Subsidized finance should be competitive not least because creating a competitive process can help ensure government subsidies are focused on a public policy priority (the subject of the competition). But it also helps ensure the most efficient use of subsidies. A competitive approach is based on selecting the firm which will provide the development outcome (loans to underserved customers, power generation or distribution, as it might be) at the lowest subsidy rate. It uses the least amount of aid resources to deliver the desired investment project. And the process ensures “additionality”—that the subsidized finance from the DFI is actually needed to deliver the project. (If it isn’t, the winning firm will bid for the project on the basis of zero subsidy.) Absent a subsidy competition, client firms have every incentive to suggest they need the largest possible subsidy to complete a given investment, while DFI staff lack the information to know if that is true—and face strong incentives to complete deals.
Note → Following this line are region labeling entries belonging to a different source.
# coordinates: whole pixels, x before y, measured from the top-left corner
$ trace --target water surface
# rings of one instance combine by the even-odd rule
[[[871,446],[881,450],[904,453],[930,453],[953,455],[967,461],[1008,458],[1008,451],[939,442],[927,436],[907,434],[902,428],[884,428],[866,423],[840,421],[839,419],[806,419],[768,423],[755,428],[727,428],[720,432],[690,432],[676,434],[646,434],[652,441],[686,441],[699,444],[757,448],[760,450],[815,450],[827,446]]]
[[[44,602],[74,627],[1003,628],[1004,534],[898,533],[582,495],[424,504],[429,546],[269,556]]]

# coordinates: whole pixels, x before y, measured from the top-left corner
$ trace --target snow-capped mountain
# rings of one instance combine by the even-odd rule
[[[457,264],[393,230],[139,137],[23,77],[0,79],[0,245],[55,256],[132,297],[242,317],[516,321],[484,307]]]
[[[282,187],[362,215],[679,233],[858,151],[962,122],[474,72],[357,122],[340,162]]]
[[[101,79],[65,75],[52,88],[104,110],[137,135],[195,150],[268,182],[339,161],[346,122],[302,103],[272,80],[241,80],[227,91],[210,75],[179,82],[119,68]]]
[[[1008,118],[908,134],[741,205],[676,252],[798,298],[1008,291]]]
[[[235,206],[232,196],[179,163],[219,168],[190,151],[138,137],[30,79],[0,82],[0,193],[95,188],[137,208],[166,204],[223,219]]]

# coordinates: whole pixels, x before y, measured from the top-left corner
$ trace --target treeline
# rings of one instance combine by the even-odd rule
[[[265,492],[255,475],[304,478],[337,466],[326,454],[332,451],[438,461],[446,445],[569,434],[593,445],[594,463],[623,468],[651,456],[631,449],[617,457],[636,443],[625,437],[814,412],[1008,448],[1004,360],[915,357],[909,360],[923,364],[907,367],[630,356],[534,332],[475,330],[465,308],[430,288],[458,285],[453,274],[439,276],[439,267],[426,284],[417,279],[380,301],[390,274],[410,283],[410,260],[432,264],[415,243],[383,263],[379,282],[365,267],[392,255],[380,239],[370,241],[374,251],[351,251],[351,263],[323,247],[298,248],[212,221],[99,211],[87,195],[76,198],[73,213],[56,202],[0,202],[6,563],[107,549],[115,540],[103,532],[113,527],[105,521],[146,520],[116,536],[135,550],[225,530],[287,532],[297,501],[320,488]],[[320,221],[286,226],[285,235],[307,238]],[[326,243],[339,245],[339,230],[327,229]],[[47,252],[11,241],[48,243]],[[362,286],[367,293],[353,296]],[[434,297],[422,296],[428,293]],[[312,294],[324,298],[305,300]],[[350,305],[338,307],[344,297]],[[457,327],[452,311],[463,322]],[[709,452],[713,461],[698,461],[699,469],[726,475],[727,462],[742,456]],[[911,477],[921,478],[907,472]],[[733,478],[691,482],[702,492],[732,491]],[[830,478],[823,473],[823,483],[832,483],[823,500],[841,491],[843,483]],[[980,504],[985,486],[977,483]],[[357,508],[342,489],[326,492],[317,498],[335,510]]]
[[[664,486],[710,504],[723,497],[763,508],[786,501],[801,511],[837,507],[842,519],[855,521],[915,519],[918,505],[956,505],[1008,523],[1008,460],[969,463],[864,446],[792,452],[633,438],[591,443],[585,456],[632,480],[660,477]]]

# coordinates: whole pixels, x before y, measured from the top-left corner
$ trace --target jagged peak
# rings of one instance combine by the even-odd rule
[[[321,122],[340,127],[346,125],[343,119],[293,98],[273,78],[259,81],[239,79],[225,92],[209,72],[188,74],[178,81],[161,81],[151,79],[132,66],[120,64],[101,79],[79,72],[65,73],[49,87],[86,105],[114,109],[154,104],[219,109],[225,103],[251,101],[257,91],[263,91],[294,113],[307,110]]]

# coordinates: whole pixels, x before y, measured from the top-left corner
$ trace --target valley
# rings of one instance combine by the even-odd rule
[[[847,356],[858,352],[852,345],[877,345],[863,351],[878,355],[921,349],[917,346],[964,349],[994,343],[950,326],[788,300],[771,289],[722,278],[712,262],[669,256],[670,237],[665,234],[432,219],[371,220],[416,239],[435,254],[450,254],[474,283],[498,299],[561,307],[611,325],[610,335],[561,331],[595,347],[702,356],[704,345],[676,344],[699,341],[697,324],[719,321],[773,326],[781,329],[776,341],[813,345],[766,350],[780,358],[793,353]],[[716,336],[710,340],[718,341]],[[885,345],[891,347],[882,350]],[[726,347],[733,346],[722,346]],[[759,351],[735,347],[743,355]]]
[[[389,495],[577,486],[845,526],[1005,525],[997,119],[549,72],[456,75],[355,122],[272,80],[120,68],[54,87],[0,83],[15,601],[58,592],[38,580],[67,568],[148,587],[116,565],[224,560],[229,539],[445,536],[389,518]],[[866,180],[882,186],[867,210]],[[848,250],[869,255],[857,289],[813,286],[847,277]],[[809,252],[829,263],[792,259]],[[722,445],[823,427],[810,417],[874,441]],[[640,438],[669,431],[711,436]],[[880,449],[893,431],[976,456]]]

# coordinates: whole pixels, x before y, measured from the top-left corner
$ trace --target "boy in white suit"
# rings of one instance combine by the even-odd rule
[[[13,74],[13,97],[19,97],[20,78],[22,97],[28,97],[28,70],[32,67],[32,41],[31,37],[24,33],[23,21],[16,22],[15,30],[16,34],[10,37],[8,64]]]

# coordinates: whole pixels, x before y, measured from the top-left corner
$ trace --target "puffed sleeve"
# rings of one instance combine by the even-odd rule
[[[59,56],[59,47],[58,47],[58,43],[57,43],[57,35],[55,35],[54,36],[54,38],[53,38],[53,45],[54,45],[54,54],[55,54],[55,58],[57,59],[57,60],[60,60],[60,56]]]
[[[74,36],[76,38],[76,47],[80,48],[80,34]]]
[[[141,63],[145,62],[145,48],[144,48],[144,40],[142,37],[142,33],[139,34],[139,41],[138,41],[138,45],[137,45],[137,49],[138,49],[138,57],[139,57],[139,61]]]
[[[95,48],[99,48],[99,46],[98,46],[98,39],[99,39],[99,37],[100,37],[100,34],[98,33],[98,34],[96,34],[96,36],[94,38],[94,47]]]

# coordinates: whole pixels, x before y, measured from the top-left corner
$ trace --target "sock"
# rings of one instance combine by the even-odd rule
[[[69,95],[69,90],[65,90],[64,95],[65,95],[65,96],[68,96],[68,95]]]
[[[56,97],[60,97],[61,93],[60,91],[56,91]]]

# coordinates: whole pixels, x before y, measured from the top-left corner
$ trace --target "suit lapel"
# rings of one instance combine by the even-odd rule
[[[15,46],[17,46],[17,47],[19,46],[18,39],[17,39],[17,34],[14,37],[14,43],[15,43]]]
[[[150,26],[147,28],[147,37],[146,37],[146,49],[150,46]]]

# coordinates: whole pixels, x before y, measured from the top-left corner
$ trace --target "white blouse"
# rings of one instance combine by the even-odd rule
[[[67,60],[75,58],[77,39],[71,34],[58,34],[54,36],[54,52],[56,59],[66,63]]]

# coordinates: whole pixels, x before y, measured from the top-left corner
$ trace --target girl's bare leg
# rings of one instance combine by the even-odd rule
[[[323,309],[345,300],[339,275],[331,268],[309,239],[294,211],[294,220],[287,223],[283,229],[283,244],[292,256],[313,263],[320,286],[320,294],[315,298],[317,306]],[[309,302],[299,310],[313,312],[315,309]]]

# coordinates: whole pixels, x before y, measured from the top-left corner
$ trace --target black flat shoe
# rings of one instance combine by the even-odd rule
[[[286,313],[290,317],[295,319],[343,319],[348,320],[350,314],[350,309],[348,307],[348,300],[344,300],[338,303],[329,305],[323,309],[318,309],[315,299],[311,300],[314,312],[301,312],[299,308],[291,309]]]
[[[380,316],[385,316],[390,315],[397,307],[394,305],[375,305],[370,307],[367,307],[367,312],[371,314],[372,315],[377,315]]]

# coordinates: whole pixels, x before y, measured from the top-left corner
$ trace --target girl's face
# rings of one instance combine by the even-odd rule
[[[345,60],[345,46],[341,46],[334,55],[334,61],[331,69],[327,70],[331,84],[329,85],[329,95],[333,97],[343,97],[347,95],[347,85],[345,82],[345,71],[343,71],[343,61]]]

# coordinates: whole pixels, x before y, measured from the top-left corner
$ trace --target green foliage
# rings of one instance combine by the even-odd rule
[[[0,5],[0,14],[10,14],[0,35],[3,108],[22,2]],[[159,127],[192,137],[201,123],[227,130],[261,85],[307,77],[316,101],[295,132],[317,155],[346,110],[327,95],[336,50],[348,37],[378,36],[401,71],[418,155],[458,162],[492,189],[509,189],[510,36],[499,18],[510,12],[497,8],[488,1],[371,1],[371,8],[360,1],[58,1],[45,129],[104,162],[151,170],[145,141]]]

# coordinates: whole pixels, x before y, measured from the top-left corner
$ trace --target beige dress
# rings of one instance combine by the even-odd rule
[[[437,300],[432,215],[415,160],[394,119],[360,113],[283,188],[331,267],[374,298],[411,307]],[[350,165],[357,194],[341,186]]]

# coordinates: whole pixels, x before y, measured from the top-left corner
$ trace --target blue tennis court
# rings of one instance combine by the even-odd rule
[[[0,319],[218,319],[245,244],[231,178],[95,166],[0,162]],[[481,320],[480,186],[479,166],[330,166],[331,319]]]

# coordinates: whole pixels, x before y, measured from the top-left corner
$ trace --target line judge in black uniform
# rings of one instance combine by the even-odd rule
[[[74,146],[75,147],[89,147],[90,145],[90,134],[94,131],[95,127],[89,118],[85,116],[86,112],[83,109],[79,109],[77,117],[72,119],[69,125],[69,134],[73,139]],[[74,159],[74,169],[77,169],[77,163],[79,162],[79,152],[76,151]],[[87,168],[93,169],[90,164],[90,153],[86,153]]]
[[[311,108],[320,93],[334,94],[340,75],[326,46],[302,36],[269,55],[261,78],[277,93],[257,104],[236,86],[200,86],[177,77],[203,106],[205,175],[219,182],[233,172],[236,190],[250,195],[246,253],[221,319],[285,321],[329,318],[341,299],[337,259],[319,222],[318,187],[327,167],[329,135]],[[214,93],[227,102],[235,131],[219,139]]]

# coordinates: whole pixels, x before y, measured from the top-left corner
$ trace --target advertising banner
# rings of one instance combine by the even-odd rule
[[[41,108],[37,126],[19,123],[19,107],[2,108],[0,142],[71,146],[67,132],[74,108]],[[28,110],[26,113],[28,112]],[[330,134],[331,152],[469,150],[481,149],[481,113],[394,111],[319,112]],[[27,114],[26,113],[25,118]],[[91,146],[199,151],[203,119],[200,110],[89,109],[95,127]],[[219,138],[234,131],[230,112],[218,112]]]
That results in public aid resources being turned into private rents.
For that reason, if subsidized projects are not competitive, it is vital that subsidies are capped. That at least will limit the scale of excess subsidy payments. Preferably, subsidies should be capped at a level low enough that the value of the subsidy to the firm is smaller than the cost of compliance to DFI processes, including environmental and social conditions. That would mean firms only take DFI finance if money is not available from the market. In turn, that ensures the project is additional—it would not have taken place without the DFI. Additionality really matters. There is far too little private investment in poorer countries. If DFI support merely backs investment that was already going to happen, it has no impact on investment levels.
Any cap higher than a minimal level increases the risk of wasting aid, and should require a strong public justification around project innovation and market-making. This is especially the case because for DFI projects to have impact at scale, they must demonstrate that an activity is sustainable and profitable in a country. The more that the project is subsidized, the less likely that the demonstration effect kicks in—other firms will reasonably assume the project was only possible because of the subsidy.
Finally, DFI projects should be transparent not least because more information on projects will increase any demonstration effect. Transparency also helps inform potential clients of what they can expect from working with a DFI, which will help increase the pipeline of quality projects. And because DFIs are using public finance, taxpayers have a right to know how that finance is being used, especially in the case of noncompetitive subsidy allocation, which raises legitimate concerns over governance. Transparency should apply to on-lent resources in financial intermediary projects as well.
DFIs can deliver on this agenda, as I discuss here. But if and where they say they can’t, they should be returning subsidy finance to parts of the aid system that can meet these minimal governance conditions for the efficient use of public funds.